Sebagaimana biasanya, nostalgia masa lalu tidak saja mengisi pembicaraan. Tapi, juga tentang isu teranyar. Kondisi ekonomi, politik, hingga masa depan bangsa.
Entah mengapa, saya merasa tidak terlalu nyaman pada saat kami berbincang mengenai utang pemerintah. Jelas, bukan dalam kapasitas saya untuk membedahnya.
Cakupannya terlalu luas, membutuhkan pendapat ekonom dan pejabat pemerintah.
Ketegangan bersambung hingga ke kondisi Srilanka. IMF mencatat jika negara tersebut gagal membayar utang. Totalnya sekitar 51 miliar dollar AS. Atau setara 732 triliun rupiah.
Untungnya, perbincangan diiring santai. Menggeser kekhwatiran dengan perbincangan ringan.

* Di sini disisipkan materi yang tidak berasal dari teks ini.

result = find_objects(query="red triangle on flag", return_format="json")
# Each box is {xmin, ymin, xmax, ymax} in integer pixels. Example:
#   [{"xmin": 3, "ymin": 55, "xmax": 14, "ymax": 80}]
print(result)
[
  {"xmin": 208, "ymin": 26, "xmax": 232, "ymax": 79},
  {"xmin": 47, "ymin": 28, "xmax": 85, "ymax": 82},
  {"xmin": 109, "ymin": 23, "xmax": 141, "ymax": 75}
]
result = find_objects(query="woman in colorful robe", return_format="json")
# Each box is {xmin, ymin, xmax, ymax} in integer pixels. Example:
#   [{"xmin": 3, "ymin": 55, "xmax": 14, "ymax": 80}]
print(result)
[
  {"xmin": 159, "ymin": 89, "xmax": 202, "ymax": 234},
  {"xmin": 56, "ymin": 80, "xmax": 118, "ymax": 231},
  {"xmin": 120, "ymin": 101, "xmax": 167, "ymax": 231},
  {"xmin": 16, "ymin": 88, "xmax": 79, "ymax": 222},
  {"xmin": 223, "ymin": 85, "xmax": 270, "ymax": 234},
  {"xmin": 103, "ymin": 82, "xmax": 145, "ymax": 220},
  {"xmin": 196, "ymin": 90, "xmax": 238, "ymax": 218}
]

"Katakanlah kamu hanya berutang 2 miliar saat kamu berbisnis. Tapi, setelah bisnis dilanjutkan anakmu, tidak sampai 10 tahun, utangnya membengkak hingga 7 miliar."
Mencengangkan, iya!
Bukan rahasia lagi, kawan saya ini merujuk kepada komposisi utang pemerintah era SBY dan Jokowi. Sebagai perbandingan, masa berakhirnya pemerintahan SBY 2014 lalu, utang negara sebesar 2.608,78 triliun. Saat ini utang pemerintahan Jokowi sudah mencapai 7.014,58 triliun.
Melihat angka-angka fantastis tersebut, tentu saja ada perasaan was-was. Apa yang akan terjadi dengan negara ini? Apakah rakyat nanti akan ikut menanggung beban utang pemerintah? Apalagi ada contoh di Sri Lanka.